Relevance has improved substantially since the search engines' early days. In an effort to make yet more improvements, Google is now (finally) moving into reading more structured data from webpages. With an authorship initiative and a growing use of rich snippets, Google is taking small steps toward relying on a more semantic web.
THE METATAG DEBACLE
One early failure that illustrates the problems with structured data on the web occurred back in the mid-1990s. The early search engine AltaVista introduced the idea of using metatags in the header of a webpage to describe its content more accurately. In particular, the meta keywords and meta description tags were designed to be used like the author-supplied keywords and the abstract sections of scholarly articles. Such an approach worked well in the scholarly literature for years, so the reasoning was that if webpage creators would describe their own webpages with descriptions and keywords, it could help search engines.
Unfortunately, the web turned out to be a very different and much more commercial environment than the scholarly world.
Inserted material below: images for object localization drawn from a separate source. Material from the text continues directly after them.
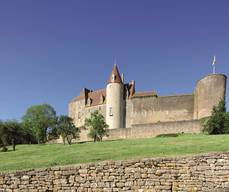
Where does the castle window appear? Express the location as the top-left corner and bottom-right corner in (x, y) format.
(109, 107), (113, 116)
(78, 112), (81, 119)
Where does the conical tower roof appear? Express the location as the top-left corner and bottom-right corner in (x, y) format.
(107, 64), (123, 84)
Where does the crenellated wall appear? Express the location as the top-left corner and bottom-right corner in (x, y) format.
(1, 152), (229, 191)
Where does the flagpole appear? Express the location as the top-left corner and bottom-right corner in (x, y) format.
(212, 56), (216, 74)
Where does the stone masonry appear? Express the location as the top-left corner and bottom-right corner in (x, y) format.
(0, 152), (229, 191)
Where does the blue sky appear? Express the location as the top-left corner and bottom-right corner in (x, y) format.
(0, 0), (228, 120)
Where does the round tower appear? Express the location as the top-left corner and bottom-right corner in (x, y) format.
(106, 65), (124, 129)
(194, 74), (227, 119)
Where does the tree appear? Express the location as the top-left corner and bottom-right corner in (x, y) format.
(224, 112), (229, 134)
(202, 100), (227, 134)
(56, 115), (80, 145)
(22, 104), (57, 144)
(85, 110), (108, 142)
(3, 120), (23, 151)
(0, 121), (8, 152)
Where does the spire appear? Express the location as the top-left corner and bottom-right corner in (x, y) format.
(107, 64), (123, 84)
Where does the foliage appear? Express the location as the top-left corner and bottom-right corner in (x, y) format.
(0, 134), (229, 172)
(56, 115), (80, 145)
(22, 104), (57, 144)
(224, 112), (229, 134)
(0, 121), (8, 152)
(3, 120), (23, 151)
(202, 100), (229, 134)
(85, 110), (108, 142)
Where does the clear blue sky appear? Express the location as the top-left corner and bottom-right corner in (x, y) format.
(0, 0), (228, 120)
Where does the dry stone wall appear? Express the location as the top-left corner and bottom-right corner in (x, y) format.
(0, 152), (229, 192)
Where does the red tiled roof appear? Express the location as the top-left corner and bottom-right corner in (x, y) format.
(107, 64), (123, 84)
(87, 89), (106, 106)
(70, 80), (136, 106)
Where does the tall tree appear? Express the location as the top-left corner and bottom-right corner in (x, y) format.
(56, 115), (80, 145)
(85, 110), (108, 142)
(22, 104), (57, 144)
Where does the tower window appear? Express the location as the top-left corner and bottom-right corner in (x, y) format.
(109, 107), (113, 116)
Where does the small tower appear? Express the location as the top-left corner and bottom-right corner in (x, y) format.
(106, 65), (124, 129)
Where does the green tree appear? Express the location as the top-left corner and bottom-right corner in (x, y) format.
(0, 121), (8, 152)
(22, 104), (57, 144)
(224, 112), (229, 134)
(202, 100), (227, 134)
(56, 115), (80, 145)
(85, 110), (108, 142)
(3, 120), (23, 151)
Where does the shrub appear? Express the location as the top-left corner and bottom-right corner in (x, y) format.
(156, 133), (180, 138)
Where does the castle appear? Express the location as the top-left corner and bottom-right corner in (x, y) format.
(69, 65), (227, 141)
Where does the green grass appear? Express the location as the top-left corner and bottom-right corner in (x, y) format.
(0, 134), (228, 172)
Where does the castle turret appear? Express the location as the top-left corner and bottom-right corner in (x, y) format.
(106, 65), (124, 129)
(194, 74), (227, 119)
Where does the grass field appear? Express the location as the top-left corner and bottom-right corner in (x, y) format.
(0, 134), (228, 172)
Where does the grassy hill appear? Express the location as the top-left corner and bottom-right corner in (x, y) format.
(0, 134), (228, 172)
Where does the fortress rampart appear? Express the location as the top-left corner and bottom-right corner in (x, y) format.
(69, 65), (227, 142)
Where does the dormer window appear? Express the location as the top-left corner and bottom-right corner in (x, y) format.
(100, 95), (104, 104)
(112, 74), (116, 82)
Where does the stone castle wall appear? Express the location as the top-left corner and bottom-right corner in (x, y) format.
(1, 152), (229, 191)
(68, 74), (227, 143)
(69, 100), (106, 128)
(194, 74), (227, 119)
(107, 120), (201, 141)
(63, 119), (201, 143)
(129, 94), (194, 125)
The design of metatags resulted in their being located in the header of the webpage. This content is not visible to most human viewers (unless you choose to view the source of the webpage). With companies making money on the web, based on how well webpages ranked in search results, the incentive to misuse the tags proved overwhelming.
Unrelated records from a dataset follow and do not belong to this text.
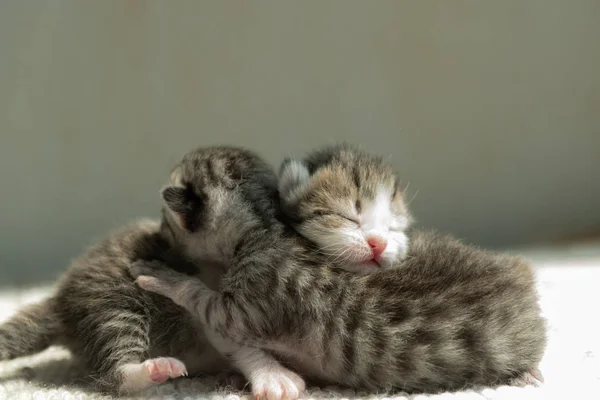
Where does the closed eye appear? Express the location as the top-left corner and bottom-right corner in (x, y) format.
(340, 215), (360, 225)
(311, 210), (360, 225)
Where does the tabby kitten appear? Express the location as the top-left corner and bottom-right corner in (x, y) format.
(279, 144), (412, 274)
(278, 144), (544, 384)
(0, 149), (287, 393)
(131, 145), (547, 399)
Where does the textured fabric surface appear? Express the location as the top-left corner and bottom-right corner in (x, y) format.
(1, 246), (599, 400)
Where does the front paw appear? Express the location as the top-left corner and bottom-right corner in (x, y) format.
(130, 260), (182, 297)
(251, 367), (306, 400)
(134, 275), (167, 296)
(129, 260), (167, 279)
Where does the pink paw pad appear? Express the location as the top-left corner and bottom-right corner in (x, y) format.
(143, 357), (188, 383)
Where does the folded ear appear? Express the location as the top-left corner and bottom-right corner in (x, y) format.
(278, 158), (311, 203)
(161, 184), (204, 232)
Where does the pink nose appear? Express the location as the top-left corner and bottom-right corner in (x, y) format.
(367, 237), (387, 258)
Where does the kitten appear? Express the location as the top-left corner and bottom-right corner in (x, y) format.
(0, 150), (281, 393)
(279, 145), (545, 383)
(130, 145), (547, 399)
(279, 144), (412, 274)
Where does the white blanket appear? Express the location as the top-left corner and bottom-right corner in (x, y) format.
(1, 245), (599, 400)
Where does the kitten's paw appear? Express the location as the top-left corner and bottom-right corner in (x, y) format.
(135, 275), (165, 295)
(130, 260), (184, 296)
(129, 260), (168, 279)
(144, 357), (188, 383)
(119, 357), (188, 393)
(251, 367), (306, 400)
(508, 368), (544, 387)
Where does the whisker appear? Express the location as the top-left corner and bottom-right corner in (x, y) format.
(402, 181), (411, 196)
(405, 188), (420, 207)
(318, 242), (350, 250)
(332, 247), (354, 264)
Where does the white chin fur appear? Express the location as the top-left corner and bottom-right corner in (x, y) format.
(300, 223), (409, 273)
(323, 231), (408, 272)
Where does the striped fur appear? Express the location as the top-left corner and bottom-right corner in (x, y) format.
(131, 145), (547, 395)
(50, 219), (231, 392)
(0, 151), (256, 393)
(0, 218), (232, 393)
(0, 298), (60, 360)
(279, 144), (412, 274)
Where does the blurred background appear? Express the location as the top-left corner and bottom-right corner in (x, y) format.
(1, 1), (599, 285)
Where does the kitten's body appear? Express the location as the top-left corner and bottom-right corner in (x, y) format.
(0, 215), (230, 392)
(0, 145), (293, 395)
(132, 145), (547, 396)
(56, 219), (232, 389)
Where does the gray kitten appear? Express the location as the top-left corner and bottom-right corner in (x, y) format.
(0, 146), (285, 393)
(130, 145), (547, 399)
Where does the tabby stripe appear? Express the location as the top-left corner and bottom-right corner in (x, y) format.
(204, 295), (216, 325)
(366, 325), (388, 386)
(342, 297), (365, 373)
(322, 285), (347, 361)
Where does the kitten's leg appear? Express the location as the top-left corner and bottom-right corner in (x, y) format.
(131, 261), (251, 343)
(0, 299), (60, 360)
(131, 261), (306, 399)
(76, 304), (187, 393)
(131, 261), (247, 342)
(233, 347), (306, 400)
(200, 337), (305, 399)
(209, 333), (305, 399)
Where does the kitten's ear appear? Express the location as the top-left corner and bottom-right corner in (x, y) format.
(162, 186), (190, 214)
(161, 184), (203, 232)
(278, 158), (310, 202)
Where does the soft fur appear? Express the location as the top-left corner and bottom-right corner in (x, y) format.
(131, 145), (547, 398)
(279, 144), (411, 274)
(0, 147), (285, 393)
(0, 218), (236, 393)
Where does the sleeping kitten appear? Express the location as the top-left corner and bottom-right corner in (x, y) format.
(278, 145), (544, 384)
(0, 150), (285, 393)
(130, 145), (547, 399)
(279, 144), (411, 274)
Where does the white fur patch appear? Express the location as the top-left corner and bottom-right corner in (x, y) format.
(303, 185), (410, 270)
(279, 160), (310, 202)
(360, 186), (393, 234)
(232, 347), (306, 400)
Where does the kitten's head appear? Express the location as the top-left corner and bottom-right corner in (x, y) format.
(160, 146), (278, 263)
(279, 144), (412, 274)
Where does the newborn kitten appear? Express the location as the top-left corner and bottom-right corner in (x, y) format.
(279, 144), (411, 274)
(130, 145), (547, 399)
(0, 182), (247, 392)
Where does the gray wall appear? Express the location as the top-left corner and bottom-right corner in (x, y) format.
(1, 1), (599, 285)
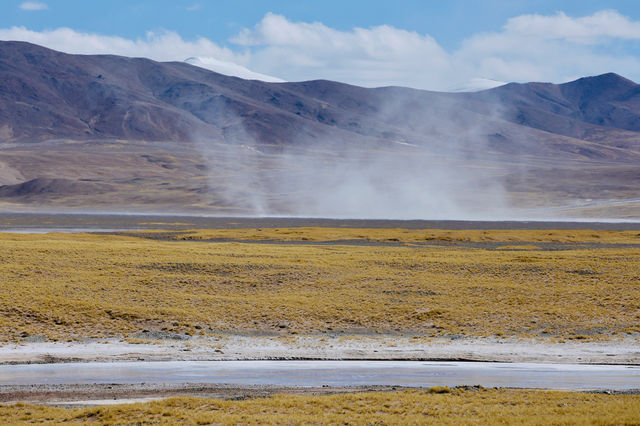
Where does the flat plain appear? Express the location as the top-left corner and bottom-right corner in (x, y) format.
(1, 216), (639, 423)
(1, 224), (639, 342)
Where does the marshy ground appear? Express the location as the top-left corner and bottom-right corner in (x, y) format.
(2, 388), (640, 424)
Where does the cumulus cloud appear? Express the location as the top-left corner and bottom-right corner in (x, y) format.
(232, 12), (451, 89)
(0, 26), (244, 63)
(1, 10), (640, 89)
(504, 10), (640, 43)
(0, 26), (288, 81)
(456, 10), (640, 84)
(231, 11), (640, 89)
(19, 1), (47, 11)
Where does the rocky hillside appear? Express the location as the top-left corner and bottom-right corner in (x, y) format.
(1, 41), (639, 161)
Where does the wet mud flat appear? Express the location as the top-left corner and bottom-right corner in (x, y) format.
(3, 382), (635, 408)
(1, 212), (640, 232)
(0, 383), (394, 406)
(111, 232), (640, 251)
(1, 360), (639, 407)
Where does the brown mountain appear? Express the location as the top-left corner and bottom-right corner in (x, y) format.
(0, 41), (639, 218)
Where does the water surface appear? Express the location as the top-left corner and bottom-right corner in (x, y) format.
(2, 361), (638, 390)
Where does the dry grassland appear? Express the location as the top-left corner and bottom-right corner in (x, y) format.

Within a few years, the meta keywords tag was no longer used by most search engines for indexing. The vast majority of webpages using the metatag were just stuffing the field with popular keywords in the hopes of attracting more traffic rather than using the keywords to accurately represent the content. Since its intended use failed, the meta keywords tag story became a lesson in the problem of relying on webpage builders to create honest and accurate descriptions of their own content.
INCREASED META INTEREST
While metatags continue to be used for other functions, the idea of having creators tag their own content was abandoned by search engines for many years. Meanwhile, librarians and others were using metatags successfully with metadata standards, such as Dublin Core, to accurately represent the content, but this use was so small compared to the vast number of webpages misusing metatags that it did not move the major web search engines to index them or make them searchable. [On Sept. 19, 2012, after Greg wrote this column, Rudy Galfi, product manager of Google News, announced the "newly hatched way" for publishers to add metatags to news stories. The news_keywords metatag encourages writers to add descriptive terms that might not actually appear in the story. Searchers will not see these tags, as they are part of the page's HTML code (http:// googlenewsblog.blogspot.com/2012/09/a-newly-hatchedway-to-tag-your-news.html).--Ed.]
In 2001, Tim Berners-Lee co-authored an article in Scientific American describing his hopes for the development of the semantic web that could bring "structure to the meaningful content of Webpages" (Tim Berners-Lee, James Hendler, and Ora Lassila, "The Semantic Web," May 2001, pp. 29-37). The idea was to create more structured documents on the web where the structured elements can be read by software to eventually create a "web of data. …